The key difference from R is that column names must be wrapped in `col()` in the following methods:
* `.filter()`
* `.mutate()`
* `.summarize()`

The general idea - when doing calculations on a column you need to wrap it in `col()`. When doing simple column selections (like in `.select()`) you can pass the column names as strings.

A full list of functions can be found [here](https://tidypolars.readthedocs.io/en/latest/reference.html).

### Group by syntax

Methods operate by group by calling the `by` arg.

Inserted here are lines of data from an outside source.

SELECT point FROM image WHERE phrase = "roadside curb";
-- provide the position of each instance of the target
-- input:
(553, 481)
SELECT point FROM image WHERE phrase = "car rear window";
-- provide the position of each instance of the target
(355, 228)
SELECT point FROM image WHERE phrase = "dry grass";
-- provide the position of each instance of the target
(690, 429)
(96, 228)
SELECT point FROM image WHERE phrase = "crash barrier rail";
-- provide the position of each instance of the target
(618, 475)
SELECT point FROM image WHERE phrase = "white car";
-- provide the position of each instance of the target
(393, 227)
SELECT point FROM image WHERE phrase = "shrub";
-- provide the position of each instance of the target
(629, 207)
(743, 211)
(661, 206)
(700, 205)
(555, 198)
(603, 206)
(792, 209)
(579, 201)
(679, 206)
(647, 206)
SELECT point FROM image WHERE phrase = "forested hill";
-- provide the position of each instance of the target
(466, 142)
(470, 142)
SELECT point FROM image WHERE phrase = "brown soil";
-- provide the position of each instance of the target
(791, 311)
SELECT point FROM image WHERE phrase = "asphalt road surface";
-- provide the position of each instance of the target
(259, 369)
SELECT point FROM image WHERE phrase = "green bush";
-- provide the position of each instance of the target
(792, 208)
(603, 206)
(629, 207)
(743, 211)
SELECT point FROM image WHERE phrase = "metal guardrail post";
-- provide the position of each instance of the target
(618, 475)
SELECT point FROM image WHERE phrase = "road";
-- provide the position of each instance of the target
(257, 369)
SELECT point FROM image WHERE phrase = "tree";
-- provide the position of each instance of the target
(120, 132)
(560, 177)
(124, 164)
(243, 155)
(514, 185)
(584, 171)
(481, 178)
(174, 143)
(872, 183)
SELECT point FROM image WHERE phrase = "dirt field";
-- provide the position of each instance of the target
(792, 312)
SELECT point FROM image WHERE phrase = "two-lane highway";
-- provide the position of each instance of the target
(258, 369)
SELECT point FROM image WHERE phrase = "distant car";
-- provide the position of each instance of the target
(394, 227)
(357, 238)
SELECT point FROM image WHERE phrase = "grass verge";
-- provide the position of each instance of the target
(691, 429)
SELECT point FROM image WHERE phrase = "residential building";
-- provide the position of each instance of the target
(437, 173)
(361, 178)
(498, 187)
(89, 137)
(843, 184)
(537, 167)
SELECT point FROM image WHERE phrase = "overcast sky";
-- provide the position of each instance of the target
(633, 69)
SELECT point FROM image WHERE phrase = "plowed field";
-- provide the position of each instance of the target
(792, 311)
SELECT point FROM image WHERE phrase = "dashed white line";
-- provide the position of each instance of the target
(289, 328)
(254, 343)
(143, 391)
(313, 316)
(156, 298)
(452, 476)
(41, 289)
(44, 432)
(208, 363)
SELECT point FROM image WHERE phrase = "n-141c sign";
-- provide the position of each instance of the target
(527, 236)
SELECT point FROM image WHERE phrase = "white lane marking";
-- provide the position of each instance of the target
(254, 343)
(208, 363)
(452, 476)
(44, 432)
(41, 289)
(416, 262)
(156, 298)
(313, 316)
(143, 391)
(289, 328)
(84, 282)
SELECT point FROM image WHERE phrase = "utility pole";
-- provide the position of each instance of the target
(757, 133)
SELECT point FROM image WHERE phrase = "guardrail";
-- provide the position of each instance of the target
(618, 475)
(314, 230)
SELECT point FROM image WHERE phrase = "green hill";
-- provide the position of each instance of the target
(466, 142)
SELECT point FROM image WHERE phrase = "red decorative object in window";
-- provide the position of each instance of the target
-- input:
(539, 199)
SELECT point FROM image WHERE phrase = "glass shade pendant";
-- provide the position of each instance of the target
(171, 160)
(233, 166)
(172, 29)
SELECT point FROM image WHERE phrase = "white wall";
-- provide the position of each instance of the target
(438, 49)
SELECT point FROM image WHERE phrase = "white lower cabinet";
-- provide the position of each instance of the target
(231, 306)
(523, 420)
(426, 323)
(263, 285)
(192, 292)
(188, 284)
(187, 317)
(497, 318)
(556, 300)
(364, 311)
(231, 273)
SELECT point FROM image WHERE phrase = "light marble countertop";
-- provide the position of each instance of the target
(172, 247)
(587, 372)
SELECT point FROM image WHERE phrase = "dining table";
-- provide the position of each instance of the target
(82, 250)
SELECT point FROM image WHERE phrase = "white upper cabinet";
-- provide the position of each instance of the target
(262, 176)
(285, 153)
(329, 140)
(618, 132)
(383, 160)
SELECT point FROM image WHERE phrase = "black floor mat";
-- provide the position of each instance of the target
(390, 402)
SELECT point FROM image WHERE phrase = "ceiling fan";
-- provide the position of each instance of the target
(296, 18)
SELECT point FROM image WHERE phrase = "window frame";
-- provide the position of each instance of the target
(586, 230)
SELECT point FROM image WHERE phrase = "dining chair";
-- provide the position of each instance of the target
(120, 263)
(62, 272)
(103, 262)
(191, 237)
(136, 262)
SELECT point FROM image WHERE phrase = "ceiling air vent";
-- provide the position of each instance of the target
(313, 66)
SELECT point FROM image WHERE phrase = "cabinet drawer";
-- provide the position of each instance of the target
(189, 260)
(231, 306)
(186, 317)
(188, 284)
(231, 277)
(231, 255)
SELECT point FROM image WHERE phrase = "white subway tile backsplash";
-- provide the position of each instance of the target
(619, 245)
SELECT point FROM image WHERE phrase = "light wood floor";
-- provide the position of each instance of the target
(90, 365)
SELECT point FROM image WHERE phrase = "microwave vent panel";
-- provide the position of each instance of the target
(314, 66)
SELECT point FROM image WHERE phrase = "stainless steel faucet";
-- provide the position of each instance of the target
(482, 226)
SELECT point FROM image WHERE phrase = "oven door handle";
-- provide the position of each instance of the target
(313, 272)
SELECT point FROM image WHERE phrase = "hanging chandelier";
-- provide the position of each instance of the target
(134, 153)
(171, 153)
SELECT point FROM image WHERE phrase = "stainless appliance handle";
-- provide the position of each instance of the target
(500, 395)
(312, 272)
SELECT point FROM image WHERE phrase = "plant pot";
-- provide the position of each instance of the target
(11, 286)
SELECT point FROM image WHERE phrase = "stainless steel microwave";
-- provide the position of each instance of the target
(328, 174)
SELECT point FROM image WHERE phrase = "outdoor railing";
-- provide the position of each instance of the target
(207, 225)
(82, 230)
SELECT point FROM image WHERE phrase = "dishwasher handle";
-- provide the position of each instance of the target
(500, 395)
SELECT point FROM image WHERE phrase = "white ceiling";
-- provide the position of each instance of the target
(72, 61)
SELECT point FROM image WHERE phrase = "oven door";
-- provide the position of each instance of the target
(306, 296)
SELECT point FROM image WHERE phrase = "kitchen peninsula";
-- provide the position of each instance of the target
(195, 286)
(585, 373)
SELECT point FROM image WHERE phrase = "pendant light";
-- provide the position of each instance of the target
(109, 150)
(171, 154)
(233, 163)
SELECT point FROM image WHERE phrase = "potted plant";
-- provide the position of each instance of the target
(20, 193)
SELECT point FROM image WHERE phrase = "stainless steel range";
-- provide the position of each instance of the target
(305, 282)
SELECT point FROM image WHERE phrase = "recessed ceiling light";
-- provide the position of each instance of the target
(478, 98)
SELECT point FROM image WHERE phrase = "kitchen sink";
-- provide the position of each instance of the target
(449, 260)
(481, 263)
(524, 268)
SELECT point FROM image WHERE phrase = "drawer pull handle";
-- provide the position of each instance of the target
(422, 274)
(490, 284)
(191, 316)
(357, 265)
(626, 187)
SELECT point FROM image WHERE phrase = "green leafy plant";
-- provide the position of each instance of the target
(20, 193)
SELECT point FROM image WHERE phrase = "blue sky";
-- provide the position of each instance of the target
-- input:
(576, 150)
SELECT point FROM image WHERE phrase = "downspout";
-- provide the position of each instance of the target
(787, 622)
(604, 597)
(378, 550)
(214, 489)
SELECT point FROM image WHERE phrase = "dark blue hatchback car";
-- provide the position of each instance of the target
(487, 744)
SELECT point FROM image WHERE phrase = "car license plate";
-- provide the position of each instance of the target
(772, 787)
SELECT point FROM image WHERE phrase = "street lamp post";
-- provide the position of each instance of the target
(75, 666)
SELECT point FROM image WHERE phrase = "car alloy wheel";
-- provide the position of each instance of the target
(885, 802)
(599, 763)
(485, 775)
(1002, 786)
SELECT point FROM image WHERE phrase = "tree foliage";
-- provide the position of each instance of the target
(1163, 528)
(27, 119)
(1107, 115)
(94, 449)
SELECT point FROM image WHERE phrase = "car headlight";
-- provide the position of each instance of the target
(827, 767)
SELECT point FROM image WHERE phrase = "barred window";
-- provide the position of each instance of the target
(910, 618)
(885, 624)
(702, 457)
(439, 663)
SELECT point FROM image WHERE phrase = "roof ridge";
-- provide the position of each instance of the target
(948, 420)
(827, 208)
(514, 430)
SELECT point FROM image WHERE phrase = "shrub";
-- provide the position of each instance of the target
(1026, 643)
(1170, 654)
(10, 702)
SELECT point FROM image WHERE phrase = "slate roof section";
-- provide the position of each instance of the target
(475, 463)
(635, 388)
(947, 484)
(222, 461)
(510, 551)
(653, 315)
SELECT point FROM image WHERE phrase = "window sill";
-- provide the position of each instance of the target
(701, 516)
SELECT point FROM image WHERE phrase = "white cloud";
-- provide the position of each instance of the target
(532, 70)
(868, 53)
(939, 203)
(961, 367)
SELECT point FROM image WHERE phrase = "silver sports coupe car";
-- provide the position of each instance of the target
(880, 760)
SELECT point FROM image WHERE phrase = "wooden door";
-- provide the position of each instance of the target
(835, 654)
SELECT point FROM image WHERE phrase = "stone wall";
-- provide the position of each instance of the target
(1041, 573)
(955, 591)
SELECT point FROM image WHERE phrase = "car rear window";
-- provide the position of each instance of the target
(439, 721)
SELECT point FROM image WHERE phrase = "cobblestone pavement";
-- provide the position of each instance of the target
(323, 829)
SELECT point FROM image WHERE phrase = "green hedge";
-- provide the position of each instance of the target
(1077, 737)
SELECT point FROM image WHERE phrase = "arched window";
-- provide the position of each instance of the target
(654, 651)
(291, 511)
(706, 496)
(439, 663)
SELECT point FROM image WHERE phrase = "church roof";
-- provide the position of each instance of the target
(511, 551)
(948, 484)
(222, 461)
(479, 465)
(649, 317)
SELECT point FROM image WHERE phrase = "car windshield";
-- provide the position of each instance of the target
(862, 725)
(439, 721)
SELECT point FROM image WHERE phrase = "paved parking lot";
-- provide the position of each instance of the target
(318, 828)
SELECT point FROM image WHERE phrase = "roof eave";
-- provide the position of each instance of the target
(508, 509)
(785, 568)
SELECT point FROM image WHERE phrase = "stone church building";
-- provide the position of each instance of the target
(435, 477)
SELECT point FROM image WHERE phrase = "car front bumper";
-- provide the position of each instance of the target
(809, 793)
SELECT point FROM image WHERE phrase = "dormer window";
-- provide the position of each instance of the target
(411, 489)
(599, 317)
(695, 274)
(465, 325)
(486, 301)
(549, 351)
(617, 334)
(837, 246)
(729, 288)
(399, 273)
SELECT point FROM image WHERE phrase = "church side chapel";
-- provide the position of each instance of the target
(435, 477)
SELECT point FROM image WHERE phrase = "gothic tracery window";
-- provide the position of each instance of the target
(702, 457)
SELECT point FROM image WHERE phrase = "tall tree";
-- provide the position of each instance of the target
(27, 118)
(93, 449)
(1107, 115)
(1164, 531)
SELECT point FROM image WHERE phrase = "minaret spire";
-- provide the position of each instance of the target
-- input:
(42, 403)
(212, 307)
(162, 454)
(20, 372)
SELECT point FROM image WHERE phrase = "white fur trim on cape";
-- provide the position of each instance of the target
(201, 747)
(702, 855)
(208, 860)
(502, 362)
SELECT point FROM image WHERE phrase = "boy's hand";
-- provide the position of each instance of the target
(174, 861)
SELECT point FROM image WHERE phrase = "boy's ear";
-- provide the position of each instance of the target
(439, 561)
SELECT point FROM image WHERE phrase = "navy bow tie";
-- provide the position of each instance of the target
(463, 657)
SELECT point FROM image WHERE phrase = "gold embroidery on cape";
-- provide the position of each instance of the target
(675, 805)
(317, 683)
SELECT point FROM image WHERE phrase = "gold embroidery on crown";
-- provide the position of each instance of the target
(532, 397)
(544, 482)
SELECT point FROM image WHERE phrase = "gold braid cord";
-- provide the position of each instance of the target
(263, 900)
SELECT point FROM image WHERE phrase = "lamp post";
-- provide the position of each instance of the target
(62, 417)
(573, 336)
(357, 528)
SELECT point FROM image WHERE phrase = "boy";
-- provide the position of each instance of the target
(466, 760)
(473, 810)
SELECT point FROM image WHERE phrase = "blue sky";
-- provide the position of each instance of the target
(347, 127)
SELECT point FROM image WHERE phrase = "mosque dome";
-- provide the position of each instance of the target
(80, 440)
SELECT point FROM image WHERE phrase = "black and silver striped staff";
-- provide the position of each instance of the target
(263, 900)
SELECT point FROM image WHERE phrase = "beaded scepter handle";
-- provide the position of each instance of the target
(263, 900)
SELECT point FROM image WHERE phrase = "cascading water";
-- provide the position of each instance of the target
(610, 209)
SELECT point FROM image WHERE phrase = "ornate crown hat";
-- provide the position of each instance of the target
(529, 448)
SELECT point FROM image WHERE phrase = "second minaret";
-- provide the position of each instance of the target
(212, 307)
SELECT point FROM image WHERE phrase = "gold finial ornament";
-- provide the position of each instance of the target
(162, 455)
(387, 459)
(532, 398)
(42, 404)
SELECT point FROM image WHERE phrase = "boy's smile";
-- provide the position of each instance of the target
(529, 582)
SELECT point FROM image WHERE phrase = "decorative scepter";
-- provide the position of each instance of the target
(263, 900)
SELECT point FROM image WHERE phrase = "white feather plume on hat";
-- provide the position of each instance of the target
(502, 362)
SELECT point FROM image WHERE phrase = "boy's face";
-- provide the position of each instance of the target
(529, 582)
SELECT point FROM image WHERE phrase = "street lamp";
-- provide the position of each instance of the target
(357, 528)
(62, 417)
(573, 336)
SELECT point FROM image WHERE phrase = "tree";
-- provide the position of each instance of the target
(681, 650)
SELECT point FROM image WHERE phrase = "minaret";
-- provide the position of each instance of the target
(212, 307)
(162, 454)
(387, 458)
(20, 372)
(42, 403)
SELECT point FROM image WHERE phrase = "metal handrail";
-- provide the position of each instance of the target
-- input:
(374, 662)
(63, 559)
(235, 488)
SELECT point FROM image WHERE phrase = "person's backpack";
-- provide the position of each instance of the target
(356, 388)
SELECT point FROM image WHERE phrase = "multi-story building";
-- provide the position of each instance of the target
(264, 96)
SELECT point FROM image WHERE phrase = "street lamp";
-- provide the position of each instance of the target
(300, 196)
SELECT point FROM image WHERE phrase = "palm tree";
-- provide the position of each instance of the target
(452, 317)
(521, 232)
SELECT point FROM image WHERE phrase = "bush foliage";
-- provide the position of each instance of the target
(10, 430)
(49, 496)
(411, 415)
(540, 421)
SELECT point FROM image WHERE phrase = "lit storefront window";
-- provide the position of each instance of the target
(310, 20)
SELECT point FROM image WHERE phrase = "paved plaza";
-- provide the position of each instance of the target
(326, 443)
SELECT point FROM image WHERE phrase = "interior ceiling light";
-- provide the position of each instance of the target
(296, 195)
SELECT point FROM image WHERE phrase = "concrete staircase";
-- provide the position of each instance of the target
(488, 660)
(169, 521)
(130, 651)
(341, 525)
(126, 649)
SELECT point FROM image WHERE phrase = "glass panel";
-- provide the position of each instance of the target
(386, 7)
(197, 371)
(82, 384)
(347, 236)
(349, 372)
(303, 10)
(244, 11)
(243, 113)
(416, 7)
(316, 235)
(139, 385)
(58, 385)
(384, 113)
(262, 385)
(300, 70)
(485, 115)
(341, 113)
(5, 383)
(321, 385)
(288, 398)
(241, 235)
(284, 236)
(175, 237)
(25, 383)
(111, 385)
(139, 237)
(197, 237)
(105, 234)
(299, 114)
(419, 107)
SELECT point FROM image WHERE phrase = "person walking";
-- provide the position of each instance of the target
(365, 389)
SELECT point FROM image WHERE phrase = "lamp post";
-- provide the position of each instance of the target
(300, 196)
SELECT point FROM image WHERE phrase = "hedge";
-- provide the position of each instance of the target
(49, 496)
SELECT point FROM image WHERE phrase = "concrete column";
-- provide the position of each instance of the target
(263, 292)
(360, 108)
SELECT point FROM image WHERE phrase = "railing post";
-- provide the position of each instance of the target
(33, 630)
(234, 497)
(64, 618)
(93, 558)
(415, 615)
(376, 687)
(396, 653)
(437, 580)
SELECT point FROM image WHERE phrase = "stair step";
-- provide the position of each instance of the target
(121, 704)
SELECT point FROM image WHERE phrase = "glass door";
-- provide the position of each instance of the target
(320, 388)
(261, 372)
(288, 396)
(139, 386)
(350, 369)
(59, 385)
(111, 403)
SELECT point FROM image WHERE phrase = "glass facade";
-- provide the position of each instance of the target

* A single column can be passed with `_by = 'z'`
* Multiple columns can be passed with `_by = ['y', 'z']`

```python
(
df
.summarize(avg_x = tp.mean(col('x')),
_by = 'z')
)
```

```
┌─────┬───────┐
│ z ┆ avg_x │
│ --- ┆ --- │
│ str ┆ f64 │
╞═════╪═══════╡
│ a ┆ 0.5 │
├╌╌╌╌╌┼╌╌╌╌╌╌╌┤
│ b ┆ 2 │
└─────┴───────┘
```

### Selecting/dropping columns

tidyselect functions can be mixed with normal selection when selecting columns:

```python
df = tp.tibble(x1 = range(3), x2 = range(3), y = range(3), z = range(3))

df.select(tp.starts_with('x'), 'z')
```

```
┌─────┬─────┬─────┐
│ x1 ┆ x2 ┆ z │
│ --- ┆ --- ┆ --- │
│ i64 ┆ i64 ┆ i64 │
╞═════╪═════╪═════╡
│ 0 ┆ 0 ┆ 0 │
├╌╌╌╌╌┼╌╌╌╌╌┼╌╌╌╌╌┤
│ 1 ┆ 1 ┆ 1 │
├╌╌╌╌╌┼╌╌╌╌╌┼╌╌╌╌╌┤
│ 2 ┆ 2 ┆ 2 │
└─────┴─────┴─────┘
```

To drop columns use the `.drop()` method:

```python
df.drop(tp.starts_with('x'), 'z')
```

```
┌─────┐
│ y │
│ --- │
│ i64 │
╞═════╡
│ 0 │
├╌╌╌╌╌┤
│ 1 │
├╌╌╌╌╌┤
│ 2 │
└─────┘
```

### Converting to/from pandas data frames

If you need to use a package that requires pandas data frames, you can convert from a tidypolars `tibble` to
a pandas `DataFrame`.

To do this you'll first need to install pyarrow:

```bash
pip install pyarrow
```

To convert to a pandas `DataFrame`:

```python
df = df.as_pandas()
```

To convert from a pandas `DataFrame` to a tidypolars `tibble`:

```python
df = tp.as_tibble(df)
```

## Contributing

Interested in contributing? Check out the contributing guidelines. Please note that this project is released with a Code of Conduct. By contributing to this project, you agree to abide by its terms.